Telle est la cause qui força lady Bellenden à se montrer en public sans autre suite que deux laquais, ce dont elle aurait rougi en toute autre circonstance : mais il n’était pas de sacrifice personnel, même celui de son amour-propre, qu’elle ne fût prête à faire à la cause de la royauté. Elle avait perdu son mari et deux fils de grande espérance dans les guerres civiles de ces temps malheureux ; mais aussi elle reçut une récompense flatteuse : lorsque Charles II traversait l’ouest de l’Écosse pour aller livrer bataille à Cromwell dans la plaine fatale de Worcester, il s’arrêta au château de Tillietudlem, et consentit à accepter un déjeuner. Cet événement faisait époque dans la vie de lady Marguerite Bellenden, et il était bien rare qu’elle passât un seul jour sans trouver occasion de citer quelque circonstance de la visite dont le roi l’avait honorée, sans oublier que Sa Majesté avait daigné l’embrasser sur les deux joues, mais omettant d’ajouter qu’il avait accordé la même faveur à deux servantes fraîches et réjouies, métamorphosées en dames d’honneur pour la circonstance. Une telle marque de faveur aurait bien suffi sans doute pour que lady Marguerite embrassât à jamais la cause des Stuarts ; mais sa naissance, son éducation, sa haine pour le parti opposé, l’avaient déjà irrévocablement attachée à leur fortune.

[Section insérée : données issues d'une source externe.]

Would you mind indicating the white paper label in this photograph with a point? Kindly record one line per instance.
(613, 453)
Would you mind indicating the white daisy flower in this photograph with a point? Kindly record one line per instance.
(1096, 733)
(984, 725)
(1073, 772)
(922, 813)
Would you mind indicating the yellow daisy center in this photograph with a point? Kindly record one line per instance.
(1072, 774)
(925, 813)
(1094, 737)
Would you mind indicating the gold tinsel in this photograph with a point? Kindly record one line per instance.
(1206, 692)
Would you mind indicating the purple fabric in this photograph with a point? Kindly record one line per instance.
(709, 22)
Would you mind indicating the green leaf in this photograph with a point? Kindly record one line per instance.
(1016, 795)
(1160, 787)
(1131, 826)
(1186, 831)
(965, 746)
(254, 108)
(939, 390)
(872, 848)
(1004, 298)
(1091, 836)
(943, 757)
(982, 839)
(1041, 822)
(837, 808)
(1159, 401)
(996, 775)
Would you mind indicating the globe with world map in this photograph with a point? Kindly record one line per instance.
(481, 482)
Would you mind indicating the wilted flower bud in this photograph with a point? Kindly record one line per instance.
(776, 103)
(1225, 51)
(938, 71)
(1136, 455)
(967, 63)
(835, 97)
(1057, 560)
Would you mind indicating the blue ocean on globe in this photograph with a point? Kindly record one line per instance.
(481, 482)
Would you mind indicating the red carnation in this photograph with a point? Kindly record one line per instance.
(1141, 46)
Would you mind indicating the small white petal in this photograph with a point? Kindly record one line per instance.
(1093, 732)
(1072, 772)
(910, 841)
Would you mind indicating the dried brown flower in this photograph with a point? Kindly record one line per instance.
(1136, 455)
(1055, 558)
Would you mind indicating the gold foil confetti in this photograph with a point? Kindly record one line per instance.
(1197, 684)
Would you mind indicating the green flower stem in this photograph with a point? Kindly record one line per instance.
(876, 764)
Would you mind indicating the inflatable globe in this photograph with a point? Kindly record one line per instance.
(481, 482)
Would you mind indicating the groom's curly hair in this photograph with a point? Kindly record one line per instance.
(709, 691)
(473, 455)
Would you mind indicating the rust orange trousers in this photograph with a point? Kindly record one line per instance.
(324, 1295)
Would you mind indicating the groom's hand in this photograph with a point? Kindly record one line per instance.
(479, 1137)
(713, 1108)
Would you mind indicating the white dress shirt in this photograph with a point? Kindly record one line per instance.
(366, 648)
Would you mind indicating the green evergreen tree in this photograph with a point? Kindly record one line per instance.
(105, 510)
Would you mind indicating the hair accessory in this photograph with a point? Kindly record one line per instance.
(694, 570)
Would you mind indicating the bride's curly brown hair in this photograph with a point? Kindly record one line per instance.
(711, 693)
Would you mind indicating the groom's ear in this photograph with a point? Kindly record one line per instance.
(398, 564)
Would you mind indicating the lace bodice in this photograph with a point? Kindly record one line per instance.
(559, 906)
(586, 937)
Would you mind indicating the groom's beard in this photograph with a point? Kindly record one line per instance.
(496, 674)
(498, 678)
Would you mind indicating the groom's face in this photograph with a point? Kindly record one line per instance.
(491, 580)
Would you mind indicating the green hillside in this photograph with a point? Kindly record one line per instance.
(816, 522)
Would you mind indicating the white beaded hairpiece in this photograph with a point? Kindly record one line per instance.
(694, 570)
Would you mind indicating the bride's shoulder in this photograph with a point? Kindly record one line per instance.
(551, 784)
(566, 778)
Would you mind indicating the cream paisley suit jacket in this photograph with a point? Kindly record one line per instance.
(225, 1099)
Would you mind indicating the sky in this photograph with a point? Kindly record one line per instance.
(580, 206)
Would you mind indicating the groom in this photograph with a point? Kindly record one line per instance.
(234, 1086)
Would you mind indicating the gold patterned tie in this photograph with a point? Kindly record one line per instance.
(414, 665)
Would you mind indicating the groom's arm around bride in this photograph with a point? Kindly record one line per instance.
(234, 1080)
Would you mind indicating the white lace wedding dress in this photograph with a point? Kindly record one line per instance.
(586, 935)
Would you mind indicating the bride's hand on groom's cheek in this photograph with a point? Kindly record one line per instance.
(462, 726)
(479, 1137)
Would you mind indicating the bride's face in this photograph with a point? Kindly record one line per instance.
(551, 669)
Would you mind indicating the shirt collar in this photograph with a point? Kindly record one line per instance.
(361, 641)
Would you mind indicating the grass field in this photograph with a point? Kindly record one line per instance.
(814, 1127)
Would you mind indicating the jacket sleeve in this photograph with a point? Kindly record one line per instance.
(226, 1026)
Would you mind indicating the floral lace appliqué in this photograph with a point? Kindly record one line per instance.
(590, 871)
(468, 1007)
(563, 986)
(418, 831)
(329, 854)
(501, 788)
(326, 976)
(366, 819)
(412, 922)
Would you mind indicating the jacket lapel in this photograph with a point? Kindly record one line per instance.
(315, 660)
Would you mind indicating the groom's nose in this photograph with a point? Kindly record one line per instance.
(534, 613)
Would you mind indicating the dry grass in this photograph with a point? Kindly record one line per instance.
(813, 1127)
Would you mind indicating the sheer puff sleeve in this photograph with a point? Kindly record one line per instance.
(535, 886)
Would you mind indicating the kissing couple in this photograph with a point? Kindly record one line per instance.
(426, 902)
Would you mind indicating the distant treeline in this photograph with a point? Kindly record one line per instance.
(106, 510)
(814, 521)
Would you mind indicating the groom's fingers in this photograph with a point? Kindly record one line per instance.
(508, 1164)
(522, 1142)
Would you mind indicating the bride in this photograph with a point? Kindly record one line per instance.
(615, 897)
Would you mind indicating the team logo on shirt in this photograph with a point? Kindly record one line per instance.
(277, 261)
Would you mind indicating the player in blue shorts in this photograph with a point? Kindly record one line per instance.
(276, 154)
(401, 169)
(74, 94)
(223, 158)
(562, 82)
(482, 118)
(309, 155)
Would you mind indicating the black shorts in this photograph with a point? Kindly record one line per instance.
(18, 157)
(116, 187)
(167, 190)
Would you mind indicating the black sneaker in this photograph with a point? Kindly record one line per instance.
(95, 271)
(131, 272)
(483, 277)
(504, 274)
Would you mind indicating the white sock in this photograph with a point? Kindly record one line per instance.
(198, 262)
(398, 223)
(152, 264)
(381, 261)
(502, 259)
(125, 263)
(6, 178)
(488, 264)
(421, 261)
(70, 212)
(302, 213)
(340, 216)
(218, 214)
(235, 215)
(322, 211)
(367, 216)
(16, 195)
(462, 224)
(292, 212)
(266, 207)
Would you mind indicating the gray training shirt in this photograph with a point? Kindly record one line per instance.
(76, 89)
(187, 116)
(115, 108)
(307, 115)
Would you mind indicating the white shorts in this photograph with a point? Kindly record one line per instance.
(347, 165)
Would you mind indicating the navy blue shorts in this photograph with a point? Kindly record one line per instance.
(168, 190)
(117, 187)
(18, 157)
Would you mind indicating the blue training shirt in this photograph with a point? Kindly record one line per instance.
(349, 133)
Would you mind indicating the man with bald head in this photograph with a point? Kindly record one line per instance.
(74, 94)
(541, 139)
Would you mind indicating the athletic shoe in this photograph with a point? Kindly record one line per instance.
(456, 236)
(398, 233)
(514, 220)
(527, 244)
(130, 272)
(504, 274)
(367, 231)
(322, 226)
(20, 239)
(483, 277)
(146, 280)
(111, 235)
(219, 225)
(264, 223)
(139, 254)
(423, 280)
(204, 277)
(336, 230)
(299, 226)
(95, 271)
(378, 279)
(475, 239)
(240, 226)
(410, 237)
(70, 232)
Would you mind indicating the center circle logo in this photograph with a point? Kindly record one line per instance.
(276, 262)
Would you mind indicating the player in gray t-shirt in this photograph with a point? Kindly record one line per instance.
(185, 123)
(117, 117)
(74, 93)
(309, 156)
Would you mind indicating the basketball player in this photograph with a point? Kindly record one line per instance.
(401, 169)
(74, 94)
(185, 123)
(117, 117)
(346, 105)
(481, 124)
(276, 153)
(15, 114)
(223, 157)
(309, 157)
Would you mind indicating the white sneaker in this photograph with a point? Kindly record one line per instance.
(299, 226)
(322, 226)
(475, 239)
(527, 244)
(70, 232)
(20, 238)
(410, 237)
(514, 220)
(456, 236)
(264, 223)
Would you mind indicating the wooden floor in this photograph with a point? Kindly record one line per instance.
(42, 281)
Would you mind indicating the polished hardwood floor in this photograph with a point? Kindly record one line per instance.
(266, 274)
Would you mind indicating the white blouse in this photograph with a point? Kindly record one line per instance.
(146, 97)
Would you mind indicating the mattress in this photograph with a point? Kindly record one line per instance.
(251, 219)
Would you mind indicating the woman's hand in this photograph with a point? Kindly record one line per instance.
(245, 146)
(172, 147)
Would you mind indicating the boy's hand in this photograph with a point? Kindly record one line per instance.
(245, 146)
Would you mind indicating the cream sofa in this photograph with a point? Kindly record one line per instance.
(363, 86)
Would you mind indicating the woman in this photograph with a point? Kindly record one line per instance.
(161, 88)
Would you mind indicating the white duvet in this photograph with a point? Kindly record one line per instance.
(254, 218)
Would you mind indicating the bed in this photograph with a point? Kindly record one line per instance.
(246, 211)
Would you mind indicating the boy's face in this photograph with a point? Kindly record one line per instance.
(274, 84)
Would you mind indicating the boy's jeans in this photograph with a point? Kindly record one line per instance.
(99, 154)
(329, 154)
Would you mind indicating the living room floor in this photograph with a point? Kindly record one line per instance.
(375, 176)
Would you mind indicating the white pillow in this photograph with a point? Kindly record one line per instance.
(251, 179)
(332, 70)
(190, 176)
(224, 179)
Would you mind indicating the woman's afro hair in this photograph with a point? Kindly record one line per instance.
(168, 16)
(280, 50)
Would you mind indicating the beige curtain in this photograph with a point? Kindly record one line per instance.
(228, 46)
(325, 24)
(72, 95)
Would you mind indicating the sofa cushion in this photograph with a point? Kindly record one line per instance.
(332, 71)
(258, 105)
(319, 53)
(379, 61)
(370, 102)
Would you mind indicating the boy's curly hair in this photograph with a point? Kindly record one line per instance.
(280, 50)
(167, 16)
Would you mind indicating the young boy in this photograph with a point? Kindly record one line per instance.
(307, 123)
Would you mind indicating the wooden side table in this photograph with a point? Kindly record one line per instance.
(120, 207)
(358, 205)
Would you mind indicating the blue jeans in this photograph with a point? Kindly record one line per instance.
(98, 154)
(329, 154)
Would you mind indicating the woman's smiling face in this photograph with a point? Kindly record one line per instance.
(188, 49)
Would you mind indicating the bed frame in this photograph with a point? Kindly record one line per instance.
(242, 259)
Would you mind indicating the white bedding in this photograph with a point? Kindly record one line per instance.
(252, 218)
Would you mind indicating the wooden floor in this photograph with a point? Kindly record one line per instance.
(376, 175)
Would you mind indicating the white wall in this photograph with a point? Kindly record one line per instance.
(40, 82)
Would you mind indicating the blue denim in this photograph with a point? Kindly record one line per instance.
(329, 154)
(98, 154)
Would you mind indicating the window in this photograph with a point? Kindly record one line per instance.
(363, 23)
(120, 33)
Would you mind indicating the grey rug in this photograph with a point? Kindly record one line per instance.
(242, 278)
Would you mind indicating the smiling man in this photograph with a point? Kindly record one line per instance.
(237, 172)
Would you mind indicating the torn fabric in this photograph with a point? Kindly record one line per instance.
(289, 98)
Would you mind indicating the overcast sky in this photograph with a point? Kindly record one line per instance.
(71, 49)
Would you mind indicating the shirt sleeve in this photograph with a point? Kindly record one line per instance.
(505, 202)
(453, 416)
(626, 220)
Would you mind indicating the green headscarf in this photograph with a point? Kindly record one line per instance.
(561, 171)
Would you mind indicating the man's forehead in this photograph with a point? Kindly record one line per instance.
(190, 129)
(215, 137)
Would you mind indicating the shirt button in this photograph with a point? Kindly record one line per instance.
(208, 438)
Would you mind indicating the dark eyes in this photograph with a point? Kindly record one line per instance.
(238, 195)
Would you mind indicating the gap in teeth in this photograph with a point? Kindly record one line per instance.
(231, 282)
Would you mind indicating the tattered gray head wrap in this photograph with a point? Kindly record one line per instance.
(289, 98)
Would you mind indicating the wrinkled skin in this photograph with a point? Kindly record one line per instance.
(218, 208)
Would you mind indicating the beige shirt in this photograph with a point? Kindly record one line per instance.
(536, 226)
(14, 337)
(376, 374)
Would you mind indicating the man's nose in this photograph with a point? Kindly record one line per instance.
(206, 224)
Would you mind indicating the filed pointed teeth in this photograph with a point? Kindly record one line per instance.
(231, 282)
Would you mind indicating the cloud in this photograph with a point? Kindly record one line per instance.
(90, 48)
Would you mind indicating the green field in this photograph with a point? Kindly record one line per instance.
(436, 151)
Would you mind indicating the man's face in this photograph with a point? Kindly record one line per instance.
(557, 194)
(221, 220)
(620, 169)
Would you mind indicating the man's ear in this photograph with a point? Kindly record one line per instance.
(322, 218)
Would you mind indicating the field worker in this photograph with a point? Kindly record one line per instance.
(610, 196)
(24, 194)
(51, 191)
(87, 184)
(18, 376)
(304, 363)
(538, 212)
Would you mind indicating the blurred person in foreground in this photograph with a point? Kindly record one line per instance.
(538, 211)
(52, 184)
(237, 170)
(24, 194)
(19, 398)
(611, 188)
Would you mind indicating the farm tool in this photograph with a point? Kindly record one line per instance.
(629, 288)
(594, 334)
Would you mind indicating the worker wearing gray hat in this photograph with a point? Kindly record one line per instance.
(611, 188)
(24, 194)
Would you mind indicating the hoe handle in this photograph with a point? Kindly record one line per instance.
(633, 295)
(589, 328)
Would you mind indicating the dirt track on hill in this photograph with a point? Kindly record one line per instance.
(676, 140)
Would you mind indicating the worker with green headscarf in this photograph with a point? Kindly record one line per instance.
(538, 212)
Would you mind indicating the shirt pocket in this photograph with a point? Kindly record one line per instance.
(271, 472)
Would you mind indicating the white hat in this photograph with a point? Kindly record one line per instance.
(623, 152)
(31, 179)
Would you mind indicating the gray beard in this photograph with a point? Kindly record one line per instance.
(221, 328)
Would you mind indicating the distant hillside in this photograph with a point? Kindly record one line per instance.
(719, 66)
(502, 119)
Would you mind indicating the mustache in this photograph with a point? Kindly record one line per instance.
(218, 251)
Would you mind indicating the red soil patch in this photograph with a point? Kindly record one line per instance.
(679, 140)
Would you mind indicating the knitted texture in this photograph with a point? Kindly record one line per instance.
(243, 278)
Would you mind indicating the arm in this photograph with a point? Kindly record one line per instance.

Ils semblaient triompher en ce moment, mais elle leur avait été fidèle aux jours les plus critiques, et elle était prête à braver les mêmes revers, si le sort les trahissait de nouveau. Ce jour-là, elle contemplait avec un bien vif plaisir le déploiement d’une force prête à soutenir les intérêts de la couronne, et dévorait en secret la mortification qu’elle éprouvait de se voir abandonnée d’une partie de ses propres vassaux.

Respectée de toutes les anciennes familles du comté, elle vit chacun des chefs de maison qui assistaient à la revue s’empresser de lui rendre leurs hommages, et il n’y eut pas un jeune homme de distinction qui, ferme sur les étriers et le corps d’aplomb sur la selle, ne vînt caracoler devant miss Édith Bellenden, pour déployer l’adresse avec laquelle il guidait sa monture ; mais tous ces jeunes cavaliers n’obtenaient d’Édith rien au-delà de ce qu’exigeaient les lois de la courtoisie. Elle écoutait avec une égale indifférence les compliments qu’on lui adressait. Toutefois le destin avait décidé que miss Bellenden ne montrerait pas la même indifférence pendant tout le cours de la journée.


L’aventurier au manteau vert tira et atteignit le perroquet.